Montag und Donnerstag sind die Lieblingstage von Christl Stephan-Schäll. Da rührt sich was in ihrem "Tiroler Hof" in Lagerlechfeld nahe Augsburg – direkt gegenüber der Bundeswehrkaserne. Seit sie 27 Jahre alt ist, betreibt die heute 82-Jährige ihre Wirtschaft und schenkt auch heute noch Getränke aus. "Ich kann nur gut schlafen, wenn was los war", sagt sie mit einem zufriedenen Lächeln.

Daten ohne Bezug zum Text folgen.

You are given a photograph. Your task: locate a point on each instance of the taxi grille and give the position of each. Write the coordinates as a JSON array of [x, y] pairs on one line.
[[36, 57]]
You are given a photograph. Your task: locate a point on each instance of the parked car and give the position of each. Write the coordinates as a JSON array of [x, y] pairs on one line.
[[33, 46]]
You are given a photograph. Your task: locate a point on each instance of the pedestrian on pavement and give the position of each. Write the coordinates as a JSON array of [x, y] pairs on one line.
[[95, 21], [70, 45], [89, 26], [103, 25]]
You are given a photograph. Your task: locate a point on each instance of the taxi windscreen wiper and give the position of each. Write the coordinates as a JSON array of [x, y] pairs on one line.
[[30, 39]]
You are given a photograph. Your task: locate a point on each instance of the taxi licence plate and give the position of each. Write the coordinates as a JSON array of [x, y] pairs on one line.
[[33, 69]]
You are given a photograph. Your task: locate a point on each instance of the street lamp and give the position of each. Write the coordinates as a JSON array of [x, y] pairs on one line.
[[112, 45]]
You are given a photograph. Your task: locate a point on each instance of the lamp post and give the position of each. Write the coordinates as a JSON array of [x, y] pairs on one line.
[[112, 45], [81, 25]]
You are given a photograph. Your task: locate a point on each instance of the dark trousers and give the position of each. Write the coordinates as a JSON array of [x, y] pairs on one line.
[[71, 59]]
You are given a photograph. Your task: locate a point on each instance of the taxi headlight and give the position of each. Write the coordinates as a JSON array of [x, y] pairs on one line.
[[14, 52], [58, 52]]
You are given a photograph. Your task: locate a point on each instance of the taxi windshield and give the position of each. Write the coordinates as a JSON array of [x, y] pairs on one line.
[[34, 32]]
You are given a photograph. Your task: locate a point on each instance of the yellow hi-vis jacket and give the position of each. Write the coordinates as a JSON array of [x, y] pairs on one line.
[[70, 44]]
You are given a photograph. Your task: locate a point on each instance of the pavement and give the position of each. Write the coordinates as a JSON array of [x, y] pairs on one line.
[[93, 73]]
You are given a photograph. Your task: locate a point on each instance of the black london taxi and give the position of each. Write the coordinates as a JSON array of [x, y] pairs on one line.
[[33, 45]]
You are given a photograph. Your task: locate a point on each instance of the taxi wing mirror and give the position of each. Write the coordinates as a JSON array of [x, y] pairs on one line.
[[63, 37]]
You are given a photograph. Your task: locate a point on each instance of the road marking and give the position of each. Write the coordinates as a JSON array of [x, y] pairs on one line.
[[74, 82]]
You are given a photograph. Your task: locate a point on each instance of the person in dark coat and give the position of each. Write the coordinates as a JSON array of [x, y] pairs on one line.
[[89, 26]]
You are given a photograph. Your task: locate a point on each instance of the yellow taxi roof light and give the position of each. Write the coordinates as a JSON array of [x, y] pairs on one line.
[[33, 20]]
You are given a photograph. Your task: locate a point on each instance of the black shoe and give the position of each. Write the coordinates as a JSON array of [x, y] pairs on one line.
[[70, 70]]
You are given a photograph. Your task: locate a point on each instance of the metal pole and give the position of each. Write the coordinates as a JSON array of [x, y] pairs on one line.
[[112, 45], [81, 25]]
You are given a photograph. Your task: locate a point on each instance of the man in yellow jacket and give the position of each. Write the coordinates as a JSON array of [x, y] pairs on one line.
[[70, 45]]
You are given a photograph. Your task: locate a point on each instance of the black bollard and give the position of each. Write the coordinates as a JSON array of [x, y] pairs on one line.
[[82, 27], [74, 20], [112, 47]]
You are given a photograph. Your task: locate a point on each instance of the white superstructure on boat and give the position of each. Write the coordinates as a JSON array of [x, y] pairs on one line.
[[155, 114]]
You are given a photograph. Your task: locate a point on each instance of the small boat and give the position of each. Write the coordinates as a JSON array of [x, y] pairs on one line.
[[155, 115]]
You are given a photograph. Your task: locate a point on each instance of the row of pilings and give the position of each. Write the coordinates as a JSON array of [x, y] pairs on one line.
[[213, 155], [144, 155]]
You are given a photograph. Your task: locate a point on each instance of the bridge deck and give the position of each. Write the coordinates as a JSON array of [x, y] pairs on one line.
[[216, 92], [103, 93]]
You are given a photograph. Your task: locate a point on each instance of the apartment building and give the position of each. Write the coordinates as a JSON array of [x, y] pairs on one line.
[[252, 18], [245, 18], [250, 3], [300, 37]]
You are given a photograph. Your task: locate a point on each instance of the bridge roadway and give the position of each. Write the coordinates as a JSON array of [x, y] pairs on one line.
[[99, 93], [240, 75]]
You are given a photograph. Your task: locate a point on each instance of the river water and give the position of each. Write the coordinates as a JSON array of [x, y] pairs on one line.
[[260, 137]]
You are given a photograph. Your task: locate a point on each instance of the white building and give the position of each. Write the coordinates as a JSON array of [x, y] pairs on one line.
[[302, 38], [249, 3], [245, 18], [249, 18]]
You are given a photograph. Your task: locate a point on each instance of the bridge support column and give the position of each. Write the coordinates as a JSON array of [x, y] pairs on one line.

Christl Stephan-Schäll wollte schon immer Wirtin werden
Aller Anfang war schwer: Das Gebäude aus dem Jahr 1876 glich zu Beginn mehr einer Ruine als einer Wirtschaft, weil es noch einen Schaden am Dach von einem Bombentreffer aus dem Krieg hatte. Trotzdem entschied sich die junge Wirtin im Jahr 1969 dafür, die Wirtschaft zusammen mit ihrer Mutter und ihrem Bruder zu renovieren. "Ohne Familie hätte ich gar nichts gemacht. Gerade mein Bruder hat die ganzen Bauarbeiten gemacht", erzählt Christl Stephan-Schäll.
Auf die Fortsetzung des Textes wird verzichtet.